O discurso religioso tem como marca discursiva aquilo que chamamos de subjetivo. Portanto, a religião faz uso da linguagem, mas a desterra daquilo que próprio dela. A saber, a linguagem é uma invenção humana que faz a mediação por excelência; que permite o humano se relacionar, mediar. Que faz a ponte entre ele e um outro.
Mas curiosamente a religião é o uso da linguagem sem o representado. Há uma representação, mas a quem se refere tal representação não é um elemento objetivo. Ele, o elemento representado na religião, por “definição” escapa ao conceito de objetivo; o que nos leva a dizer que não se trata de definição(delimitação), mas de uma sinalização; uma indicação que, assim, não demarca, mas indica para algo maior, além. Ele, o ‘objeto’ da religião, precisa por definição exceder o objetivo.
Será nessa impossibilidade linguística que o humano irá representar o improvável.

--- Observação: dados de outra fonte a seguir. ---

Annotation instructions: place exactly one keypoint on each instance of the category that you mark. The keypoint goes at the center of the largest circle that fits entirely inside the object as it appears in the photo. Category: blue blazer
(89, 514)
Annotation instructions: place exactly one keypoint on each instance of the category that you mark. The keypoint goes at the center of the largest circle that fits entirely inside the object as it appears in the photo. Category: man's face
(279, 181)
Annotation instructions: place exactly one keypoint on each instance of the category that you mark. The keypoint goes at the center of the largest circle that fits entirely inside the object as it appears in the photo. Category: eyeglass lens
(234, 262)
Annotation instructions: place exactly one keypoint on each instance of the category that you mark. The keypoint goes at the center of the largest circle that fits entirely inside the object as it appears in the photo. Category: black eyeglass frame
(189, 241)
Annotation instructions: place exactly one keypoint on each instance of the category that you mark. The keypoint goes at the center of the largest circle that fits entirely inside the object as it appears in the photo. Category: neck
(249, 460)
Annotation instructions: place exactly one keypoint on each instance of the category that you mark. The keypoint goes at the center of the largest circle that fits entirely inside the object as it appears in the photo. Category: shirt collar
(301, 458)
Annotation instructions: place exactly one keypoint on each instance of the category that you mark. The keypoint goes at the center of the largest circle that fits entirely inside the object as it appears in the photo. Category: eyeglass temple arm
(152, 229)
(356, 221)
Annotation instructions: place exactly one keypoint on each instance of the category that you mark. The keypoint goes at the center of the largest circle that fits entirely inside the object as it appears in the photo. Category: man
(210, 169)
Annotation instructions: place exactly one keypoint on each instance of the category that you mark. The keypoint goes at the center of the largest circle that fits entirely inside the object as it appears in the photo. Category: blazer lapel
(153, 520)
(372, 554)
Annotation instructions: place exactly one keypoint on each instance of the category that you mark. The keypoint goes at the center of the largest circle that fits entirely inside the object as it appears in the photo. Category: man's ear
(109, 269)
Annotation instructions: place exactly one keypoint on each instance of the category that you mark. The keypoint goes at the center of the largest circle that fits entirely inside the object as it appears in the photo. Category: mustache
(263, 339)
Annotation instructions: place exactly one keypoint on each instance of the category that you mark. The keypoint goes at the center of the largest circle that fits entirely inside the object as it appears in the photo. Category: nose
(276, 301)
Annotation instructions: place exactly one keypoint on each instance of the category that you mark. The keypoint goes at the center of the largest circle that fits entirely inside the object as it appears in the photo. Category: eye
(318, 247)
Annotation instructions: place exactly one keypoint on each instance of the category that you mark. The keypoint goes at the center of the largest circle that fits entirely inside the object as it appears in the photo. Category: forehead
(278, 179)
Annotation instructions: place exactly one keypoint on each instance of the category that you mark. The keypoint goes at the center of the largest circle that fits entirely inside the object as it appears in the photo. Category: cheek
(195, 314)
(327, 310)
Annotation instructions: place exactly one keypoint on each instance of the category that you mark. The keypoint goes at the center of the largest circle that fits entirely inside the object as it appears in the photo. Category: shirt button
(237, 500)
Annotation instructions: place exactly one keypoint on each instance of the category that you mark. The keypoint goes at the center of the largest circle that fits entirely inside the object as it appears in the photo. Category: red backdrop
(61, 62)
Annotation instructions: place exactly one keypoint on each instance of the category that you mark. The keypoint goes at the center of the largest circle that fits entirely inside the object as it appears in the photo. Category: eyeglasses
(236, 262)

Dado o fenômeno da linguagem humana, sem aqui nos perguntar como isso se deu, somos confrontado com outra surpresa, a criação do não-representado. Acaba-se de fazer a engenhosa criação da linguagem e imediatamente arruma um negócio, também engenhoso, que parece tergiversar a primeira invenção. O que é pior, não inválida, ao contrário, será nessa contradição que o fenômeno religioso sobreviverá; ainda que sempre contradizendo.
Posto essa base da linguagem e da religião; passemos à sociedades que se organizam utilizando a religião como material didático de exercício do Poder. Nomeadamente o mundo ocidental e os países que se utilizam do cristianismo como fundamento de Poder.
Aqui encontramos o discurso dos Tradicionalistas e suas pelejas com a linguagem. O primeiro que ousa apresentar uma outra interpretação das Escrituras, exercício que em geral é pertinente, logo encontra forte reação dos guardiões da retórica de Poder religioso.
Assim, um Asselm Grün é taxado de herege quanto procura apresentar dimensões novas das Escrituras. Especialmente quando ele se vale da antropologia ou da filosofia para apresentar os temas da religião cristã sobe uma ótica diferente. A briga se instala exatamente por não haver um parâmetro nessas digressões teológicas. Ou seja, o que conta nesse trato estranho que a religião dá à linguagem é o jogo de força. É a ostensiva militância que sempre impõe um jeito de ver; não tem como dizer que há um tipo “universal” de ser cristão, pois por essência o que a linguagem procura representar vai para além dela; O que sempre houve foram indivíduos “briguentos”, que tem gosto por uma boa disputa de prosa.
Como essa coisa pegou por vários anos; até esquecemos ou mesmos não temos paciência para desatar dois mil anos de nós teóricos. Mas podemos ousar dizer que a especialidade do emaranhado cristão está em ser um excelente hospedeiro do Poder. Por essa universalidade é que ele se impôs, por isso Aristóteles foi apreciado nas estruturas jurídicas de uma Idade Média mais elaborada.
E tudo isso nos faz compreender melhor a verve dos Tradicionalista. Para quem está muito bem acomodado no seio do Poder, nutrindo os benefícios dele, mesmo a aparente contradição, que pouco importa para eles, é passível de defesa. Pois a falta de nexo não é um problema, o que importa é a militância impositiva de suas teses religiosas/políticas. Eles já estão habituados e nutridos em um discurso que negligencia por definição as regras da linguagem. Logo, quando essa mesma linguagem apresenta contradições a eles nada tem a dizer; afinal, já lidam e vivem acomodados no discurso religioso essencialmente contraditório.